Mais l'amendement Lefebvre a été rejeté lundi soir lors de l'examen en commission des Affaires sociales. Rejet qui laisse présager d'un vote similaire lors de son examen dans l'hémicycle, probablement mercredi. Sans décourager pour autant le député UMP. A la question, qui lui a été posée sur RTL : "allez-vous redéposer un amendement ?", Frédéric Lefebvre a répondu : "bien sûr". "Quand on fait de la politique, c'est pour faire des propositions, quand on a des convictions il faut essayer d'aller au bout". Mais il a axé davantage son argumentation sur les avantages du travail à distance : "Le télétravail, c'est beaucoup d'avancées pour les salariés, pour l'écologie. Les salariés peuvent habiter plus loin d'une métropole, avoir des logements plus grands et prendre moins de transports". Côté entreprises, "quand vous diminuez les coûts fixes, avec moins de bureaux, vous pouvez avoir plus d'employés, plus d'embauches", a-t-il fait valoir.
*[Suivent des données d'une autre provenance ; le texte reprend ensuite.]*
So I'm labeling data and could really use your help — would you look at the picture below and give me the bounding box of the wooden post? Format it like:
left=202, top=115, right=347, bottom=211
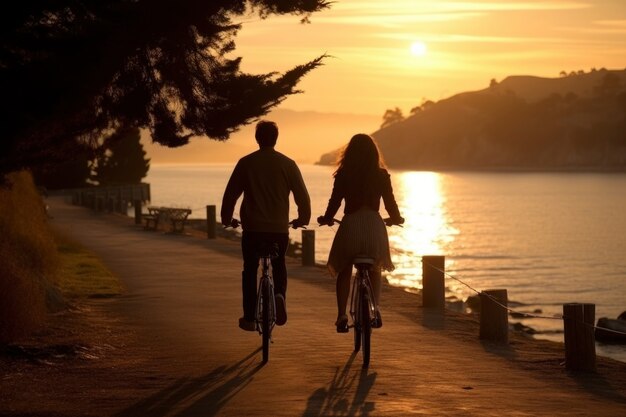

"Complètement à côté de la plaque"
Déjà, face au tollé prévisible du côté des syndicats, Frédéric Lefebvre avait anglé son argumentation sur la défense d'un "nouveau droit". Son amendement viserait ainsi à "permettre aux salariés qui en feraient la demande de maintenir une activité par la voie du télétravail dans certains cas où leur contrat est normalement suspendu". Ces cas concerneraient les congés consécutifs "à une maladie ou un accident", le "congé maternité", le "congé parental d'éducation ou congé de présence parental", précise son texte.
"L'intérêt de la poursuite du contrat de travail est évident pour le salarié à qui elle permettrait, au minimum, de maintenir sa rémunération, à nombre d'heures de travail effectuées équivalent", détaille l'exposé des motifs de l'amendement. "L'employeur pourrait également être incité à encourager le passage au télétravail en se voyant offrir une réduction de charges sociales, financée par les économies réalisées par la caisse d'assurance maladie, qui n'aurait plus à verser d'indemnité au télétravailleur". Le passage au télétravail serait "de droit pour le salarié" sauf si l'employeur démontre que l'activité ne peut se poursuivre que dans les locaux de l'entreprise. Un avis médical favorable serait requis et, en cas de congé maternité, le contrat de travail serait "nécessairement suspendu" pendant une période de huit semaines.
Jean-Louis Malys, secrétaire national de la CFDT, avait fustigé avant le vote négatif en commission des Affaires sociales un projet "complètement à côté de la plaque". Au Parti socilaiste, Benoît Hamon a qualifié mardi le projet de "parfaitement immoral et indécent". Auparavant, à l'Assemblée, le socialiste Alain Vidalies, dénonçant un texte "tout simplement hallucinant", avait souligné que "les principes ainsi bafoués remontent à la fin du XIXe siècle", en argumentant : "Bien entendu, c'est toujours à l'abri du volontariat du salarié que vous avancez ces régressions majeures. Les salariés doivent être volontaires pour travailler le dimanche, volontaires pour le prêt de main-d'oeuvre et maintenant volontaires pour continuer à travailler même s'ils sont malades".